Judicial non-deference: More states, including Nebraska and Indiana, have passed laws limiting courts from deferring to agency interpretations, restoring legislative authority.
States can’t afford to sit still. The best defense is preparation. Use the Federalism Scorecard to benchmark where your state stands, identify vulnerabilities, and pursue reforms that keep decision-making closer to the people. With foresight and planning, states can seize this moment to strengthen fiscal independence and ensure self-governance, no matter who is in Washington.
Spotlight: SNAP Reforms in the One Big Beautiful Bill
One of the most significant provisions of OBBB is its overhaul of the Supplemental Nutrition Assistance Program (SNAP). For decades, SNAP benefits were fully federally funded, with states only splitting administrative costs. That model is ending.
Beginning in FY 2027, states’ share of SNAP administrative costs will climb from 50% to 75%, adding more than $3.5 billion in annual obligations. Then, in FY 2028, states with payment error rates of 6% or higher must begin paying a share of SNAP benefits directly. The brackets are:
6.0%–7.99% error rate = 5% state share of benefits
8.0%–9.99% error rate = 10% state share
10% or higher = 15% state share
To determine their initial bracket, states may choose either their FY 2025 or FY 2026 error rate, whichever is lower. This provides a short window to bring down errors and lock in a more favorable baseline before cost-sharing begins.

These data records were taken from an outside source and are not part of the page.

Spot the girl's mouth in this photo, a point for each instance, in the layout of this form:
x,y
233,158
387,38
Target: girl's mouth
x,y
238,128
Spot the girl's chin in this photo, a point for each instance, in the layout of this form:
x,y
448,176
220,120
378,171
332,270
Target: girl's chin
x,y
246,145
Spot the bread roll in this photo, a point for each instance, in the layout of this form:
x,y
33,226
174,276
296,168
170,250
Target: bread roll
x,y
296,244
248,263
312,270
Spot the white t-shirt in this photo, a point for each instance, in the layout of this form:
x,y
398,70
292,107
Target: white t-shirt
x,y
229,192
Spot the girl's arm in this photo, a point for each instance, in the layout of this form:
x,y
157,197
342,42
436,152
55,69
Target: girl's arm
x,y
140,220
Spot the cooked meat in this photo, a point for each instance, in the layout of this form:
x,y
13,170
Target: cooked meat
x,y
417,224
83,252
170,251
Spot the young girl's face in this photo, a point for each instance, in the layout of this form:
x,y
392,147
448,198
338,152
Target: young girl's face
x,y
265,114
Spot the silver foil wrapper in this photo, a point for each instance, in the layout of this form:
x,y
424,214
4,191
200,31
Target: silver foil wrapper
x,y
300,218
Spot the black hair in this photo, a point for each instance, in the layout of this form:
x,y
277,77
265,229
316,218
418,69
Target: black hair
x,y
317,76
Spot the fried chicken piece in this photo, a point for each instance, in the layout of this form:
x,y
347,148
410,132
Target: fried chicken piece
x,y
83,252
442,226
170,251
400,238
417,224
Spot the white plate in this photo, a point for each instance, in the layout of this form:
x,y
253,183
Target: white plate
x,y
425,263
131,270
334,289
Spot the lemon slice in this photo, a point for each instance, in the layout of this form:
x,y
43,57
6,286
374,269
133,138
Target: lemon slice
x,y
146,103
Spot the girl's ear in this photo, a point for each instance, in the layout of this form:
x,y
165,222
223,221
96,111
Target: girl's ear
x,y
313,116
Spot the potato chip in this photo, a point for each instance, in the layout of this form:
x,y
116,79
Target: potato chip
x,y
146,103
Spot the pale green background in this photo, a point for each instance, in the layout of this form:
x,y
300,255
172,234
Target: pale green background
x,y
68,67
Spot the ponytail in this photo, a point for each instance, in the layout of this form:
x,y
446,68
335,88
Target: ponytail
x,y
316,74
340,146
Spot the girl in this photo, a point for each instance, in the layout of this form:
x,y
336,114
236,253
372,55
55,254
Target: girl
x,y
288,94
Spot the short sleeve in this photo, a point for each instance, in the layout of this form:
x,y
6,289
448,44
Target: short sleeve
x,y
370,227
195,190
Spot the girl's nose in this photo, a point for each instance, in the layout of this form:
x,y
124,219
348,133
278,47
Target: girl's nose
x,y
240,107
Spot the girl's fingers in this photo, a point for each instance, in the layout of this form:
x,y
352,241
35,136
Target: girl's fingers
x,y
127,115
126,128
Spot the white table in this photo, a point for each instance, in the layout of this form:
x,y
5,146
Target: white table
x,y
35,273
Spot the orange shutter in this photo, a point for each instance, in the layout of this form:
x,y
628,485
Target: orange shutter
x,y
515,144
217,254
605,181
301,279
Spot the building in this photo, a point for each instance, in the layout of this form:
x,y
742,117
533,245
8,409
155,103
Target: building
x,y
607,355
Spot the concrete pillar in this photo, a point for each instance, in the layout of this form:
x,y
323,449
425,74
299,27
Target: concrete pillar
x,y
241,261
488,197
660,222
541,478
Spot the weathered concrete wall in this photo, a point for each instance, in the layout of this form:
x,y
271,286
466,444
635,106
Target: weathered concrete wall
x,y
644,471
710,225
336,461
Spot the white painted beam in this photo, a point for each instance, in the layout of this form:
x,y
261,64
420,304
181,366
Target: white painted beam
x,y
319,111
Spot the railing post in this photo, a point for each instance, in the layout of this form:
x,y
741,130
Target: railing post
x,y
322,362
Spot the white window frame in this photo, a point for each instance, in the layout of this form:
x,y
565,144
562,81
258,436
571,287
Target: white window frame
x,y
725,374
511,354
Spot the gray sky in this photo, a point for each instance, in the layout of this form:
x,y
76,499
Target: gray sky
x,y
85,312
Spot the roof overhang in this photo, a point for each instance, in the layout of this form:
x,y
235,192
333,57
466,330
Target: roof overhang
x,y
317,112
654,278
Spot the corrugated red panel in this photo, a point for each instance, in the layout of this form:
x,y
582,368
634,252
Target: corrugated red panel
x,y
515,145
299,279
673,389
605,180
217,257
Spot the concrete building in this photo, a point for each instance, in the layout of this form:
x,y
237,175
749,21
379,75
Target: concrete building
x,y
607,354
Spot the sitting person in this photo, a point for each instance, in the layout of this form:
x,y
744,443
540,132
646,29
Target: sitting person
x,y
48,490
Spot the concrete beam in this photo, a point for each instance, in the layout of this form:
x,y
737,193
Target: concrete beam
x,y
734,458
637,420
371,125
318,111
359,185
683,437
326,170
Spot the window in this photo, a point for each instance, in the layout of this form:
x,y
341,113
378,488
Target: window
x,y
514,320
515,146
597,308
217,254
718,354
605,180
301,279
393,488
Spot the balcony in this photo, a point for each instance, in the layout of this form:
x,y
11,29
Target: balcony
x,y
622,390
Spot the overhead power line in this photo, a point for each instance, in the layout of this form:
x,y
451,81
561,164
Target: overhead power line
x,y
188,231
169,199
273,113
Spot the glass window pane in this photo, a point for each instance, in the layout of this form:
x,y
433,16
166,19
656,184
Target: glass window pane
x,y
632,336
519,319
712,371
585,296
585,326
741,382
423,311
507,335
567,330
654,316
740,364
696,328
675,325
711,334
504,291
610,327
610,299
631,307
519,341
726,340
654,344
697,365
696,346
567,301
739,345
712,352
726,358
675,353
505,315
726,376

States with the very highest error rates, above 13%, are granted an additional year. Instead of starting in FY 2028, their benefit cost-sharing does not begin until FY 2029, giving them one more year to drive down errors before the penalties take hold.
Based on 2024 data, twenty states plus the District of Columbia fall into the highest bracket, with an estimated $15 billion shifted annually from federal to state budgets. California alone would face nearly $2.74 billion in new annual costs, New York $1.37 billion, and Florida more than $1 billion. Even smaller states like Mississippi and Arkansas will see over $90–145 million in additional costs.
OBBB also included other SNAP policy changes:
Able-Bodied Adults Without Dependents (ABAWD) age 49 to 64 (previously 49) and parents of children aged 14 or older must now meet an 80-hours-per-month requirement for work, education, or community service.
Eliminates the previous work requirements exemptions for individuals that have aged out of foster care, veterans, and the homeless.
Many of the discretionary state-level waivers used to exempt counties or areas from ABAWD work requirements are phased out.
Eligibility is narrowed by requiring more documentation for lawful permanent residents and ending certain categorical eligibility practices for mixed-status households.
Taken together, these are the most sweeping SNAP changes in decades. States now are incentivized to keep error rates low and get people back to work. This fiscal year is the runway to prepare, modernizing eligibility systems, improving compliance, and strengthening oversight before the new rules take effect.